26 En zij zeiden opnieuw tegen hem: Wat heeft Hij met u gedaan? Hoe heeft Hij uw ogen geopend?
27 Hij antwoordde hun: Ik heb het u al gezegd, maar u hebt niet geluisterd; waarom wilt u het nog eens horen? Wilt u soms ook Zijn discipelen worden?
28 Zij dan scholden hem uit en zeiden: U bent een discipel van Hem, maar wij zijn discipelen van Mozes.
29 Wij weten dat God tot Mozes gesproken heeft, maar van Deze weten wij niet waar Hij vandaan komt.
30 De man antwoordde en zei tegen hen: Er is toch iets wonderlijks in dat u niet weet waar Hij vandaan komt en dat Hij toch mijn ogen geopend heeft.

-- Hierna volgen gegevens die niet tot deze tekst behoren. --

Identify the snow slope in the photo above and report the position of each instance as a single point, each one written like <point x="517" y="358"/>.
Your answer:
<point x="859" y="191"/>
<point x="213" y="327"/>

31 Wij weten toch dat God niet naar zondaars luistert, maar als iemand godvrezend is en Zijn wil doet, naar hem hoort Hij.
32 Door de eeuwen heen is het niet gehoord dat iemand de ogen van een blindgeborene geopend heeft.
33 Als Deze niet van God was, zou Hij niets kunnen doen.
34 Zij antwoordden en zeiden tegen hem: U bent geheel in zonden geboren, en onderwijst u ons? En zij wierpen hem de synagoge uit.
35 Jezus hoorde dat zij hem uit de synagoge geworpen hadden, en toen Hij hem gevonden had, zei Hij tegen hem: Gelooft u in de Zoon van God?
36 Hij antwoordde en zei: Wie is Hij, Heere, zodat ik in Hem kan geloven?
37 En Jezus zei tegen hem: Die u gezien hebt én Die met u spreekt, Die is het.
38 En hij zei: Ik geloof, Heere! En hij aanbad Hem.